Setting in The Legend of Sleepy Hollow
Setting Examples in The Legend of Sleepy Hollow:
The Legend of Sleepy Hollow 3
"The horizon was of a fine golden tint, changing gradually into a pure apple green, and from that into the deep blue of the mid- heaven. A slanting ray lingered on the woody crests of the precipices that overhung some parts of the river, giving greater depth to the dark gray and purple of their rocky sides...." See in text (The Legend of Sleepy Hollow)
This delicate description of the sun’s setting over the Hudson Valley seems to evoke Ichabod Crane’s state of inner serenity and hopefulness as he approaches the festivities. This an example of the pathetic fallacy, a literary device by which a character’s inner emotions are described through descriptions of an external landscape.
"However wide awake they may have been before they entered that sleepy region, they are sure, in a little time, to inhale the witching influence of the air, and begin to grow imaginative, to dream dreams, and see apparitions...." See in text (The Legend of Sleepy Hollow)
Even those who are not originally born in Sleepy Hollow feel its effects after living there for a while. The list of purported effects—which affect one’s perception of the world—are likely to be felt in the story, setting the stage for a ghostly apparition later on.

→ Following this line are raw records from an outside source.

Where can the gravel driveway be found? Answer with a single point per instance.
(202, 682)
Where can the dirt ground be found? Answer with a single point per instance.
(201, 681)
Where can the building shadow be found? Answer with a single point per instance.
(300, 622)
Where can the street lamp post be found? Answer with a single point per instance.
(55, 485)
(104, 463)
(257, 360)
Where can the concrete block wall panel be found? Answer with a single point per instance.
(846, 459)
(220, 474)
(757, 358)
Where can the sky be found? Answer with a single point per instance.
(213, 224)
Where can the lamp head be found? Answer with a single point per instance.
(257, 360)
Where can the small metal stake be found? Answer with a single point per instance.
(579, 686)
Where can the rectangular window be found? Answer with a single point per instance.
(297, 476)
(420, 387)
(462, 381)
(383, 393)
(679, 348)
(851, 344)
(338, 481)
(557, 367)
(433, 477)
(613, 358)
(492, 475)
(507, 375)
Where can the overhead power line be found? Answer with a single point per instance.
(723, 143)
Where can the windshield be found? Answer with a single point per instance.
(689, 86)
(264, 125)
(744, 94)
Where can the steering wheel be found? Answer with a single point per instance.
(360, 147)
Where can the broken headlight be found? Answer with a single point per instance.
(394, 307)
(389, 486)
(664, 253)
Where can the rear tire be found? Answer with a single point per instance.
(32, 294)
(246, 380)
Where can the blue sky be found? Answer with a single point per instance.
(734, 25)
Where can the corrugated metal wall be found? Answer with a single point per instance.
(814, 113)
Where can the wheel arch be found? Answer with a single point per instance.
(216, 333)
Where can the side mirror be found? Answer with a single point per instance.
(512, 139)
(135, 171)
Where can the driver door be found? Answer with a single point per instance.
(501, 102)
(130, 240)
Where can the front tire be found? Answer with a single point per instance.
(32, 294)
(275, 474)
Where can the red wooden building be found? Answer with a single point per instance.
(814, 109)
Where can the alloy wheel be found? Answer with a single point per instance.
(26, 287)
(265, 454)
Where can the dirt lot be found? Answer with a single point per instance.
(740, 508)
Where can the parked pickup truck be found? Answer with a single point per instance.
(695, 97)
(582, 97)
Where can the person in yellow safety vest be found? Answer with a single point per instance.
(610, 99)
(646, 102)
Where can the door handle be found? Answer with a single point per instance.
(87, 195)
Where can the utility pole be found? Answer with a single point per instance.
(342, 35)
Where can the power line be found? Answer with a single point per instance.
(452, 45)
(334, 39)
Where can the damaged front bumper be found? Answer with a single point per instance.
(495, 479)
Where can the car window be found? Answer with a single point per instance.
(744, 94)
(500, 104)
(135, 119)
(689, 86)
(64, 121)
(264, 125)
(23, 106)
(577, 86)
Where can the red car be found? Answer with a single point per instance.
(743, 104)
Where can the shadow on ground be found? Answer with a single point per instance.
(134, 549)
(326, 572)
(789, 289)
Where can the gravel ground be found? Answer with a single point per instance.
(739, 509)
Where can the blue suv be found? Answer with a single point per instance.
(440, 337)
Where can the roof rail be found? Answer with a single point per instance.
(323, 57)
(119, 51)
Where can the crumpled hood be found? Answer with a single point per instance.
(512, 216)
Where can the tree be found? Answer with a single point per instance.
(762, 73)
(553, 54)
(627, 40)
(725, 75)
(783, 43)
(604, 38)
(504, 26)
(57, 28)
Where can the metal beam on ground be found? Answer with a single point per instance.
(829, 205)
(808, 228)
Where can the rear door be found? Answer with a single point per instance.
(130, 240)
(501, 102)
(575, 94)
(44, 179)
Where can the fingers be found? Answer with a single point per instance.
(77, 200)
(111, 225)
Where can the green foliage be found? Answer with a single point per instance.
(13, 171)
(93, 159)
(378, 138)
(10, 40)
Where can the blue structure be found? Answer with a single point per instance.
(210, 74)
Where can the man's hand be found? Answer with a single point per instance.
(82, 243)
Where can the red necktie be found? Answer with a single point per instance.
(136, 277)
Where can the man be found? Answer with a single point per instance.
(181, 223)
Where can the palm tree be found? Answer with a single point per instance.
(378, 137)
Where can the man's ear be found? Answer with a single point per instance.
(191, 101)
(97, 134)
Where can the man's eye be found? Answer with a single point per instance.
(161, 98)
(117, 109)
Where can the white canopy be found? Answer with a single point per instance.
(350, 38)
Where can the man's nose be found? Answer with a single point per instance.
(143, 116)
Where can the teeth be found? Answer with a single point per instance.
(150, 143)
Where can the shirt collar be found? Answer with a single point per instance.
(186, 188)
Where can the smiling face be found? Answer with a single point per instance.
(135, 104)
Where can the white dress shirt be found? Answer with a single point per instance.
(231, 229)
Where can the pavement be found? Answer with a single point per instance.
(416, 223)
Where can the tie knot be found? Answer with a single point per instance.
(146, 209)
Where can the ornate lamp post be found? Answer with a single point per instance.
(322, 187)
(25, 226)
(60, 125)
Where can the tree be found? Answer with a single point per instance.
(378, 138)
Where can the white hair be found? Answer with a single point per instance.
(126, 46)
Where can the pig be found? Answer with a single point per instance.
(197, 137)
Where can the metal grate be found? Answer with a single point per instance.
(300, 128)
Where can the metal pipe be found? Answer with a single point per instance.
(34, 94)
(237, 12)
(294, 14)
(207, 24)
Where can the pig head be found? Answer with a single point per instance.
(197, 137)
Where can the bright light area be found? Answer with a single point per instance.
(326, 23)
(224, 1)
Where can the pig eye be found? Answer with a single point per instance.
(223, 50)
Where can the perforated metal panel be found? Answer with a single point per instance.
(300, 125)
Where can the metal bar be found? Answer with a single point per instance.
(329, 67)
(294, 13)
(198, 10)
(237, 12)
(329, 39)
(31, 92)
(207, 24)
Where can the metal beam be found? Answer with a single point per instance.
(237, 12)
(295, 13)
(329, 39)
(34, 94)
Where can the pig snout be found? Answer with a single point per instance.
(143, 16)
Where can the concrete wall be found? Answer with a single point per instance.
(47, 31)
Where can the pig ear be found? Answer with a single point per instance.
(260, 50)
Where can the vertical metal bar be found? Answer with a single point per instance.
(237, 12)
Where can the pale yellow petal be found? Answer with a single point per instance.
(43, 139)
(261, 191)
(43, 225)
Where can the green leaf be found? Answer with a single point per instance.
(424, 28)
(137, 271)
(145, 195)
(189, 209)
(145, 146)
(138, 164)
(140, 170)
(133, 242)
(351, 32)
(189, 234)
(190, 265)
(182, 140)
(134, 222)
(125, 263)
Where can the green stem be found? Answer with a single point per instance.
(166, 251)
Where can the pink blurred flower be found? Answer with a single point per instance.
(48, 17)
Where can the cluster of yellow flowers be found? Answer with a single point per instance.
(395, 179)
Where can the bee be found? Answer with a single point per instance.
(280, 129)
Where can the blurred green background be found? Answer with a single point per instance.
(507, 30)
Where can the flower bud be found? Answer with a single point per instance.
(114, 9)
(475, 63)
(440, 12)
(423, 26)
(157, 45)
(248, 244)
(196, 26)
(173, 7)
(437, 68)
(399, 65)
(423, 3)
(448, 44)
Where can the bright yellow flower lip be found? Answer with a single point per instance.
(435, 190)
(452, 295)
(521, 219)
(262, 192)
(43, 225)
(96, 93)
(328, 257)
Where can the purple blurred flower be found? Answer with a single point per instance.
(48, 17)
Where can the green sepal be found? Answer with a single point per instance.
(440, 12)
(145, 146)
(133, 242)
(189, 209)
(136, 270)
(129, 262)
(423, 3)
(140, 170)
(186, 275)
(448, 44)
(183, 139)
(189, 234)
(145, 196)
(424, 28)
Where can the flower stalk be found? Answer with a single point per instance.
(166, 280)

"Certain it is, the place still continues under the sway of some witching power..." See in text (The Legend of Sleepy Hollow)
According to Knickerbocker’s research, Sleepy Hollow is a place given to superstitions. The land seems to cast a spell over its inhabitants. The source of dreamlike apparitions is the landscape itself, which provides the perfect backdrop for ghostly encounters—including frightening ones. The setting foreshadows Ichabod’s encounter with a ghost by providing just the right place for it.